Open mathieulutfallah1 opened 3 years ago

mathieulutfallah1 commented 3 years ago

Hi, I am running the code with the frames cropped around the faces as stated in the paper without changing anything in the code. I am only achieving accuracies around 30%. Is this the same network you used to reach a 51% accuracy? Thank you

Open-Debin commented 3 years ago

Thanks for your attention. It must be wrong because achieving over 45% is very easy in deeplearning based method.

mathieulutfallah1 commented 3 years ago

Hi, can you please guide me to what can be wrong in the implementation? I am using the exact same code with the AEFW data set and cropping the frames around faces and resizing them to 224 pixels. I am also loading the FER weights you propose. Unfortunately I still didn't manage to get the 45% validation accuracy.

Open-Debin commented 3 years ago

@mathieulutfallah1 Thanks for your attention. The FER weights I proposed is pretrained weight. That means you should train it on the AFEW training set. Also, please use the right data augmentation strategy. Also, you can notice the accuracy of the training set. If you train the model on the training set but the accuracy can not achieve over 70% that must be some wrong. Finally, please try different learning rates. Also, if you use a very small learning rate you need more epoch to train.
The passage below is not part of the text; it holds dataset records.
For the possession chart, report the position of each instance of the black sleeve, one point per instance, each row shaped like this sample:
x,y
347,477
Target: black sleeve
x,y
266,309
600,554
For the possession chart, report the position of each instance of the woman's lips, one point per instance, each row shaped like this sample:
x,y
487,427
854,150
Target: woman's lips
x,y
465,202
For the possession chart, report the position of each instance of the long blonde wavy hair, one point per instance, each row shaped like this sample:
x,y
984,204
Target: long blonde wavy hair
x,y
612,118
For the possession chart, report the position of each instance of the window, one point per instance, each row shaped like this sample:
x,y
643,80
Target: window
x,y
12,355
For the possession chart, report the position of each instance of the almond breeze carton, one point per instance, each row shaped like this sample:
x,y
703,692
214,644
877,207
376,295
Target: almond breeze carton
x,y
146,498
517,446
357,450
I hope my guidence will help you.

mathieulutfallah1 commented 3 years ago

Screenshot from 2020-12-13 23-06-32 Hi, sorry for the questions but I am new to machine learning. Can you please also help in understanding the different numbers. So what does the 70 and 43 means, as well as 25, 49 and 18. Thank you

Open-Debin commented 3 years ago

@mathieulutfallah1 Merry Christmas, I recently update the Emotion-FAN, new features include data process, environment install, CK+ code, and Baseline code. Also, you can find the old version directory of Emotion-FAN in the README.md. I hope my new updates can help you greatly. Please see the Emotion-FAN for more details.